Since the news first covered Russian government–sponsored interference and hacking in the 2016 U.S. presidential election, reporters and experts been working toward uncovering the full extent of the regime’s cyber activities, both in foreign and domestic media. Although Putin may deny the allegations, it’s pretty much an open secret by now that Russia’s been utilizing armies of internet trolls and threats to media companies among other methods to retain power. Even then, some of the most trafficked platforms and websites in the world—Facebook, Google, Twitter—are still accessible in Russia. Presumably, the regime keeps these outlets open for the same reason it still holds elections—to have the legal credibility to deny allegations of an authoritarian state.

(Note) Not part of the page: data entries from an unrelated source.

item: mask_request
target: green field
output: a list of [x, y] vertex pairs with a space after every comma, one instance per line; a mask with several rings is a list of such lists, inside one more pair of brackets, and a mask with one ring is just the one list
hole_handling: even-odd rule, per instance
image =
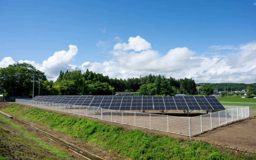
[[220, 102], [256, 103], [256, 99], [255, 98], [218, 98], [217, 99]]
[[0, 160], [73, 159], [67, 153], [48, 145], [0, 113]]
[[256, 116], [256, 103], [243, 103], [221, 102], [223, 105], [230, 106], [243, 106], [249, 107], [250, 117]]
[[90, 119], [68, 116], [38, 108], [12, 104], [3, 111], [19, 118], [36, 122], [73, 136], [97, 144], [132, 159], [253, 159], [256, 156], [222, 151], [206, 143], [184, 141], [167, 136], [127, 131]]

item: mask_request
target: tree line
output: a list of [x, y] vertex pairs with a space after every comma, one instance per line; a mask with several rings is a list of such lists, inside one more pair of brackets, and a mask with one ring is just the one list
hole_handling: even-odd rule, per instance
[[248, 86], [252, 87], [253, 88], [255, 89], [256, 88], [256, 83], [253, 83], [246, 84], [246, 83], [197, 83], [196, 84], [197, 86], [202, 86], [204, 85], [208, 85], [211, 86], [215, 90], [217, 91], [218, 87], [218, 91], [227, 91], [227, 87], [228, 86], [228, 91], [241, 91], [242, 90], [246, 89]]
[[[140, 94], [174, 95], [176, 94], [196, 93], [196, 84], [191, 79], [176, 79], [159, 75], [123, 80], [109, 78], [102, 74], [88, 69], [61, 71], [57, 80], [48, 80], [44, 73], [32, 65], [16, 62], [0, 68], [0, 87], [6, 96], [32, 96], [33, 74], [35, 74], [35, 96], [56, 95], [109, 95], [112, 92], [139, 92]], [[39, 83], [40, 91], [39, 92]], [[113, 88], [112, 87], [113, 86]]]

The Chinese government on the other hand has never been one for pretenses. The Great Firewall of China is a full censorship apparatus that has no qualms about banning the same popular platforms and websites that remain available in Russia. Back in 2000, it took shape in the Golden Shield Project, a surveillance system meant to allow China to reap the benefits of Western technology while barring the Western ideas it would make available. Former president Jiang Zemin saw the system put into place, and his successors saw it strengthened and expanded until Xi Jinping took up the reins in 2013 and decided to go full dictatorial on China.
Under the guise of safeguarding China’s “cyberspace sovereignty,” Jinping’s regime has been putting into place new measures that require internet services to undergo a security review, if they may affect national security, and strengthen requirements for internet companies to “censor content, shut down their services, register their users’ real names, and provide security agencies with user data stored in mainland China.” By virtue of China being a massive export market, technology companies have been willing to appease the government as to sell their product there.
To help filter information and gather data on users, China’s telecommunications and systems companies, such as Huawei and ZTE, have developed complex information controls—technology that has been exported to countries around the world, including Russia. These controls have helped China expand its censorship apparatus into every nook and cranny of the internet where its citizens may interact with one another.
In September, Xi Jinping’s regime reached into private online chat groups, slapping users with legal responsibilities and rating systems that judge the content shared in these groups. And the government targeted Virtual Private Networks (VPN), which have been utilized in the past by citizens to access banned sites. And if an online or messaging service hasn’t been cowed into obedience to China’s digital media rules, the regime can just utilize classic disruption tactics such as the denial–of–service attack (DoS). The Chinese have a particular variant known as the “Great Cannon” for use against foreign websites.
With bypasses like the VPNs closed, with anonymity stripped through real–name registration, with bannings and disruptions to popular websites, Chinese citizens have found themselves ever more isolated from the broader community of users and content on the internet. Xi Jinping’s reign has seen the Great Firewall reinforced to counteract the supposed democratizing effect inherent in new media. Once the wall is completed, once the avenues to information outside China’s censors are cut off, once the citizens are kept under constant monitor on their devices, it will be the same as having no internet at all, as in North Korea.
Even as the government pushes an open door policy toward foreign customers and other nations, it keeps a closed door policy on its online realm. With the aid of its technological advancements, China has developed the means of achieving complete authoritarianism.